Here came a frontiersman, John Bozeman, pioneering a wagon road which followed buffalo, Indian and trapper trails. His time and energy-saving short cut led to the booming mining fields of western Montana. This interloper was followed by miners whose habitual frontier callousness easily stifled any scruple over trespass of an Indian passageway. Faint wheel marks soon became a beaten road known as the Bozeman Trail.
High plains and mountain Indians, notably Sioux and Cheyenne, watching this transgression, resented both the physical act and the implied contempt of the solemn treaty. They made war. The White transgressor called upon their army for protection. In the end the Indians won a brief respite—partly because a developing railroad far to the south canceled the Bozeman Trail's short cut advantage.
The Fort
On July 13, 1866, Colonel Henry R. Carrington, leading four companies of the 18th Infantry, arrived at this site. Carrington, a competent engineer, immediately put his men to work. Through diligent labor they built, by October of that year, the basic units of what became an outstanding example of the complete, stockaded "Indian Wars" military establishment.
From here, as you face across the tablet, extends the ground where Fort Phil Kearny once stood.

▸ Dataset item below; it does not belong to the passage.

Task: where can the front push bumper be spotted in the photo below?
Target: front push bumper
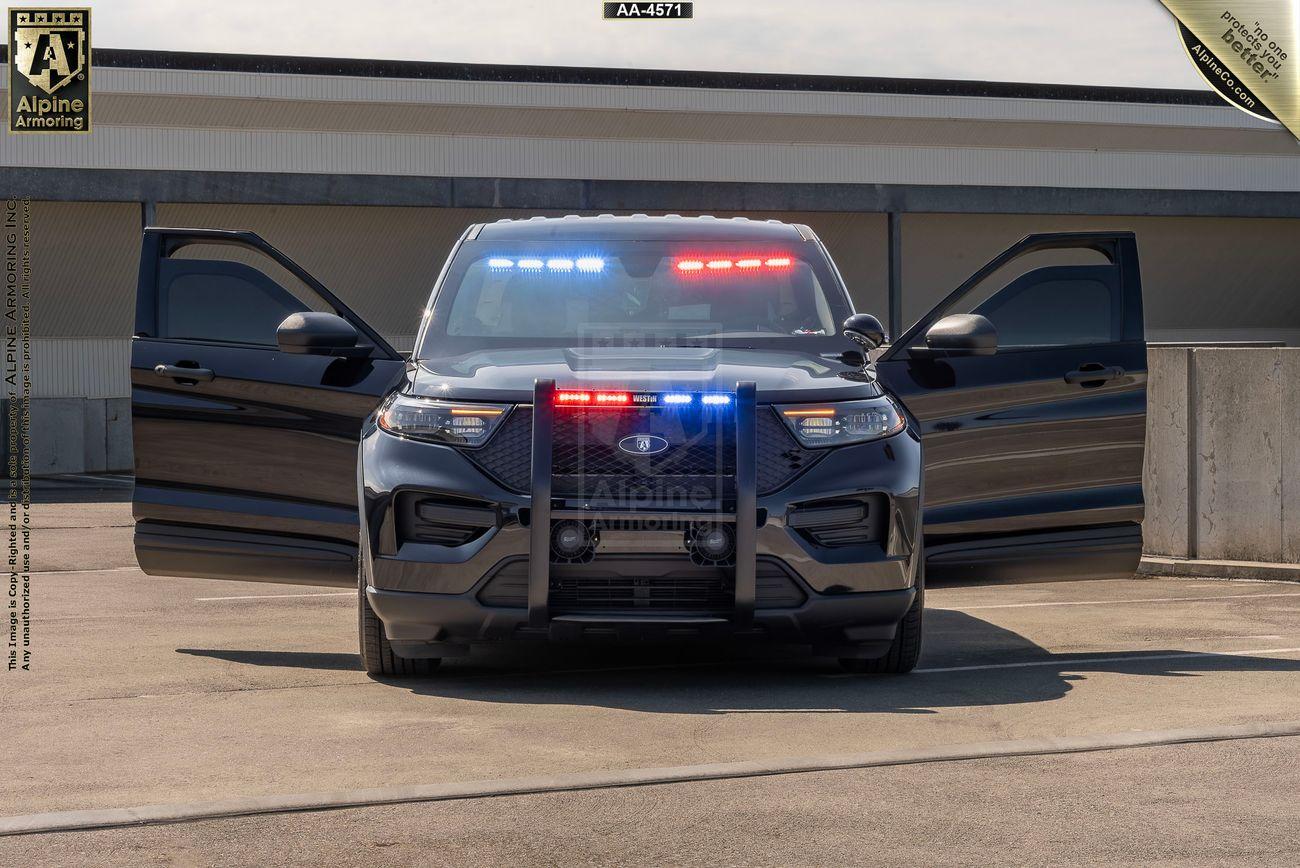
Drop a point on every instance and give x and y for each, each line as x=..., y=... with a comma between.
x=844, y=600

Replacement posts mark the original corners of the 800' x 600' stockade. Beyond, contiguous cavalry and quartermaster corrals are marked. At the south west end an animal watering watering gap jutted into Little Piney Creek. The Bozeman Trail passed roughly parallel to the north east side.

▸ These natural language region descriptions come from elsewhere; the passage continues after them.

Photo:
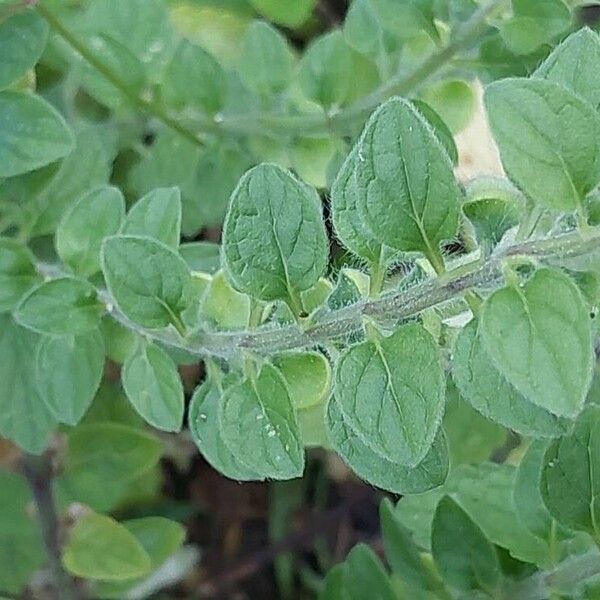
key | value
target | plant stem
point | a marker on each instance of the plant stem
(38, 471)
(278, 124)
(151, 108)
(269, 340)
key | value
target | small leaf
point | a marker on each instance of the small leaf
(308, 377)
(24, 417)
(156, 215)
(573, 64)
(153, 386)
(489, 392)
(539, 336)
(194, 77)
(267, 255)
(206, 433)
(22, 39)
(430, 473)
(569, 480)
(325, 72)
(266, 61)
(259, 426)
(466, 559)
(61, 306)
(149, 281)
(549, 140)
(68, 372)
(392, 393)
(365, 576)
(94, 216)
(17, 273)
(407, 194)
(32, 134)
(100, 548)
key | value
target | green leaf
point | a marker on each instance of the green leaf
(365, 576)
(401, 551)
(105, 458)
(308, 377)
(61, 306)
(22, 39)
(540, 338)
(68, 373)
(453, 100)
(266, 62)
(378, 471)
(24, 417)
(21, 549)
(150, 283)
(549, 140)
(17, 273)
(32, 134)
(266, 255)
(527, 496)
(290, 13)
(569, 480)
(489, 392)
(573, 64)
(464, 556)
(205, 429)
(471, 437)
(407, 194)
(347, 221)
(153, 386)
(259, 426)
(392, 393)
(485, 492)
(223, 307)
(100, 548)
(194, 77)
(156, 215)
(325, 72)
(94, 216)
(203, 257)
(534, 23)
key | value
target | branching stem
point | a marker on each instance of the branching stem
(268, 340)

Fort Phil Kearny was usually garrisoned by four to six infantry companies, plus one or two companies of cavalry. However, so closely did the Sioux and Cheyenne warriors under the tactician Red Cloud invest the post that these troops were frequently unable to perform Bozeman Trail convoy duty. Incidents of hostility were the daily rule and several of the most famous engagements of the "Indian Wars" relate to this fort.
The military abandoned the fort in August 1868, and it was burned by a band of Cheyenne.